[#17] Sophie - "I quit l’idée d’une carrière en politiques publiques pour fonder Le Paris de Sophie"


J’ai fait des études d’Histoire et de Sciences Politiques à la Sorbonne. J’ai suivi un Double Diplôme qui exigeait beaucoup de travail. Dès 18 ans, ma vie était très cadrée. Mais j’ai toujours aimé m’organiser, et aujourd’hui, ça m’est très utile ! Après 6 mois à Stockholm, j’ai obtenu un Master 1 de Sciences politiques à la Sorbonne. J’ai alors ressenti le besoin de découvrir autre chose, et suis donc allée à Dauphine, en Sciences sociales.


J’y ai obtenu un Master 2 Politiques Publiques et Opinions, et décroché un stage au sein d’une Fondation culturelle qui venait en aide aux enfants défavorisés. Mes études ont été très axées sociologie, et j’ai développé un intérêt particulier pour les questions d’éducation, l’école comme tremplin ou frein... Mais le fait est que je n’étais pas médiatrice culturelle, donc les enfants, je ne les voyais pas !

En plus, je me suis retrouvée à gérer des tâches pour lesquelles je n’avais aucune expertise à l’époque - comme la comptabilité ! - ce qui a été une énorme source de stress.

Mon stage s’est transformé en CDD. Dès le premier jour, j’ai eu une stagiaire sous ma responsabilité… Je me suis posé beaucoup de questions sur moi, ma capacité à manager. En même temps, à 23 ans, qui sait

manager ?

Quelques mois plus tard, ma Manager m’a convoquée. Elle a remis en question l’ensemble de mon travail, mais surtout, elle m’a attaquée personnellement. En un an là-bas, mon stress a été si intense qu’il a eu des conséquences sur ma santé psychologique ET physique ! Très vite, j’ai décidé de prendre du recul sur tout ça, et de partir 4 mois en Amérique Latine.

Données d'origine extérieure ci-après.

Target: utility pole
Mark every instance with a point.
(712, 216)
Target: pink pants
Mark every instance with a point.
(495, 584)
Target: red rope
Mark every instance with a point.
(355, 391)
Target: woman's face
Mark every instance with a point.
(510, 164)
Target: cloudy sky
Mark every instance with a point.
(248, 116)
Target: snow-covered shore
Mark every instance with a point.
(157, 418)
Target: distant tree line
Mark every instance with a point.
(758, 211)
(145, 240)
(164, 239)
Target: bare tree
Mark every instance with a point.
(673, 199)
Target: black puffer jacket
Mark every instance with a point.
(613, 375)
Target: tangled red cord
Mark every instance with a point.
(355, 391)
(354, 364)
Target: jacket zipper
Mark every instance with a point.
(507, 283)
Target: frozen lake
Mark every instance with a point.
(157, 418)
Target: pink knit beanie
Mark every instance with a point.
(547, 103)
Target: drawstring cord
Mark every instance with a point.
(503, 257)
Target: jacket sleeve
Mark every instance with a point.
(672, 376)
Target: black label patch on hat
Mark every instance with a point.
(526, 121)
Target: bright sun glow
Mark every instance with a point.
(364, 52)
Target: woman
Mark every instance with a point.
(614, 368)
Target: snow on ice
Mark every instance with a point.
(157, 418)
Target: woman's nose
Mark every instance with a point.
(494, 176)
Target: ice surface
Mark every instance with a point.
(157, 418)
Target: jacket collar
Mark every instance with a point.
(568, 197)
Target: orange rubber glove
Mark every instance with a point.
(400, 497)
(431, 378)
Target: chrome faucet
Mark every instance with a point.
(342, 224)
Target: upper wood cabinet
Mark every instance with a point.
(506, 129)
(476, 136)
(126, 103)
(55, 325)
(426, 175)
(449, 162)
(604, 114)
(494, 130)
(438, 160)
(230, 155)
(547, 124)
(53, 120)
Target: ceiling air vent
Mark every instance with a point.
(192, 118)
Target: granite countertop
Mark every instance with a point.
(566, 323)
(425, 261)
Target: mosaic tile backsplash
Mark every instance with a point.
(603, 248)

Pendant ce voyage, j’étais seule la plupart du temps, et j’ai donc pu énormément me questionner. J’ai alors repensé à un voyage que j’avais fait à New-York quelques mois plus tôt : je passais les journées seule à arpenter la ville, et le soir, je rejoignais un ami à qui je racontais tout ce que j’avais vu et appris avec une grande excitation… Je me suis alors dit que j’aimerais faire ça à Paris, mais sans avoir d’idée précise.


Pendant les 7 premières semaines de mon voyage, j’étais au Mexique, et le projet a mûri dans ma tête. Et un jour, en Colombie, je me suis dit : “Je vais réfléchir à la première visite insolite de Paris que je vais proposer”. J’étais dans un café à Medellin, et pourtant, je me baladais dans le 12ème arrondissement depuis Google Maps… et j’adorais ça


Puis tout est allé très vite. Durant l’été 2019, j’ai acheté des livres sur Paris et j’ai remis à niveau mes connaissances sur l’histoire de France. J’ai testé ma première visite sur des amis hollandais, puis j’ai mis en ligne des expériences Airbnb, pour des touristes Français et du monde entier. Début 2020, j’ai eu mes premiers contrats avec des hôtels de luxe pour proposer mes services à leurs clients et puis… le Covid est arrivé.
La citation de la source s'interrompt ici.